Just as he stood there, dazed, longing for his senses to cope with the overload, he heard the tooting of a horn. He jumped forward, and a miniature train, packed with small children and selfie-taking parents cajoling them to look this way and smile – a train with a sound system that was playing nursery rhyme tunes on repeat – passed behind him.

Alexei quickly realised that this was not where people came for peace and quiet.

He wandered through the mall, paying passing interest to the dolled-up stores that stood on the side of the mall streets, silently asking him if he wanted to have a good time and naming their prices.

This was a glimpse into what Filipinos valued and sought after and saved to buy. And it was quite some insight.

Western and Asian brands clamoured for attention like spoiled children to workaholic parents. Offers for real estate tried to out-muscle locally farmed produce and charities for his money. Travel companies and couriers and book shops... This place had everything (except, and he really noticed this, toilet paper in the washrooms).

He though maybe he could get respite from the capitalist mayhem in the food court. But no: even that was a market place.

And the food choices were almost dizzying – like night and day compared to the dried food and tasteless, rotting vegetables the Russian army had fed even their most feared mercenary division.

He chose some local barbecued chicken and rice and sat down at a vacant table. All around him, the endless happy chatter of locals, and the drained looks of some of their older white companions (he assumed sugar daddies with their trophy wives) were deafening, seemingly echoing off the brightly painted walls.

This place really was a hyperactive assault to the senses.

He tucked into his food, knowing he could retreat at any time to the sanctuary of his hotel room since he had a late checkout. He had to admit, the food was delicious. Really tasty. Particularly for mall food.

Just as he was relishing his culinary prize, a Filipino man, small, podgy, and seemingly in his early twenties, stared at him hard from several metres away. ‘You!’ he shouted accusingly. ‘I know you. I’ve seen you!’

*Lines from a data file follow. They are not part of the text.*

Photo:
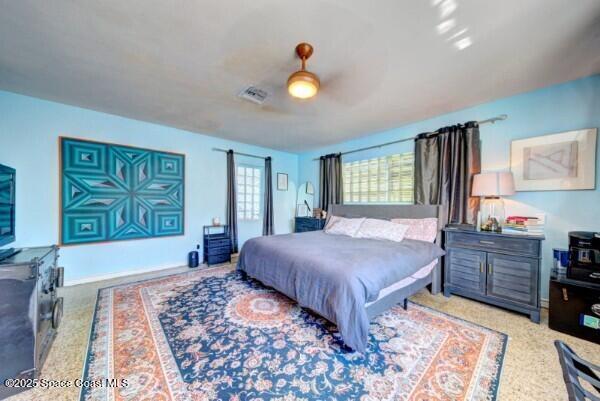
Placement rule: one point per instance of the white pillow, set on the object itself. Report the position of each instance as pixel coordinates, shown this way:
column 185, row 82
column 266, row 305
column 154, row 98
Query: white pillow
column 345, row 226
column 382, row 230
column 420, row 229
column 331, row 220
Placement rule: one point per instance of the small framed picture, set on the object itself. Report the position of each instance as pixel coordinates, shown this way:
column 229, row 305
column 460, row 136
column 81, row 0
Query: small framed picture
column 310, row 189
column 281, row 181
column 556, row 162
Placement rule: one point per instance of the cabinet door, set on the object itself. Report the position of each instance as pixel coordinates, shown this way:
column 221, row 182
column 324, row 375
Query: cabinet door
column 514, row 278
column 466, row 269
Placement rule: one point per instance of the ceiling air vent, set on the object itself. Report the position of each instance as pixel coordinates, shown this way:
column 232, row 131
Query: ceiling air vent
column 253, row 94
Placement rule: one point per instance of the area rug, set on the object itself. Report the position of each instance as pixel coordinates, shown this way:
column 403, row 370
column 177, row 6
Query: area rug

Alexei cast a disapproving glance at this attention-seeker. No. He could not recall him at all. He probably wanted money. He ignored him.

‘You. You are Russian. You were in Ukraine. Dnipro. I was there. Studying.’ the man volleyed.

Now Alexei was engaged. He looked hard at the man, fork and spoon in hand.

‘You have the wrong person, my friend.’ Alexei told him, before bowing his head once more, intending to finish his lunch in peace.

The man became hysterical. ‘No! No, I don’t. I remember. You burst into our dorm. You and your men. You killed my room-mate! He killed my room-mate.’ He pointed a shaking, accusing finger right Alexei. ‘And now you’re here! Why?’